Ok, I've got another cleaning dilemma, lol. For everyday riding I have a pair of black suede half chaps. They are kinda beginning to smell like my horse, and I think one of the barn cats has been using them to catnap on , so I think they deserve a cleaning of some kind, lol. What is the best way to clean them without harming the suede, or the elastic and velcro components? I'm not overly concerned about "test spot first" solutions, these are just my cheap, old, barn bummin' half chaps, but they do need to be cleaned, hopefully deodorized, and the elastic still needs to work at the end of the day.
Thanks!!!!


----------



## dynamite. (Jun 21, 2008)

I've never tried this, but I've heard that many people put them in the washing machine on a gentle cycle for a few minutes, then letting them air dry. If you're not comfortable with that, you could soak them in some water with some detergent, then scrub them with a brush after. Good luck with cleaning them!


----------



## Jumpers (Jul 1, 2009)

^ Soaking them works quite well.

I've always taken a hard brush and brushed mine down, then soaked them.

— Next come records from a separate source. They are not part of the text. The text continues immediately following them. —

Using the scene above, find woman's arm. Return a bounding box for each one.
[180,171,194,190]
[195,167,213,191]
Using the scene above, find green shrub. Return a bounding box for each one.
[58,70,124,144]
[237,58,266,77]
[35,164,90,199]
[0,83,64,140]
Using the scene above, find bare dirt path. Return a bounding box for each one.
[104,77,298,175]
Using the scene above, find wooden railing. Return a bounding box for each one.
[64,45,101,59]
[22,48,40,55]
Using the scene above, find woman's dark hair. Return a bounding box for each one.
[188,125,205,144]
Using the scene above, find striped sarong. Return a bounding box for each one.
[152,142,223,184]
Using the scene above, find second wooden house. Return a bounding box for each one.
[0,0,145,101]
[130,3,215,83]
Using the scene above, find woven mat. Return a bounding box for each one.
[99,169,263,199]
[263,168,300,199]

Just don't use bleach- bad idea on my part.


----------



## maggiesshowjumping (Jan 3, 2013)

oh! oh! oh! pick me! pick me!
I had a pair of ariat endurance (or whatever they were) chaps... they were my summer run around and sweat and do dirty things chaps... you are gonna kill yourself when you read this- its sooo easy!!!
ready?
*Put them in the washing machine! *
haha it is PERFECTLY fine for the suede- it often comes out looking more suede-ie than it did before and because its going in a washing machine, with laundry detergent, it gets rid of all the nasty smell and greatly reduces the ammount of hair and debris and will take away some of the stains too! once I found out suede is machine washable it made a lot soooo much easier! I have done it a million times and I promise it works. I did it with my light blue ovation halfchaps and my beige ariat halfchaps and even a pair of full chaps....I did it on my half chaps on a regular basis. you may think "how in the world is machine washing not going to do anything to my suede" but it honestly really dosnt. I did it all the time and it kept them in great shape!


----------



## EvilHorseOfDoom (Jun 17, 2012)

I have a lovely pair of suede half chaps that got _very_ muddy on an endurance trail. I brushed off the majority of the (now dried) mud before putting them in the bath to soak with a little shampoo. You could probably use a washing liquid suitable for wool as well, but I tend to find shampoo is nicely mild and doesn't destroy the softness of the suede. I then left to airdry slowly for a few days. It's important not to dry them in front of a heat source or in the sun as they'll harden, best dried in the shade where there's a bit of breeze.


----------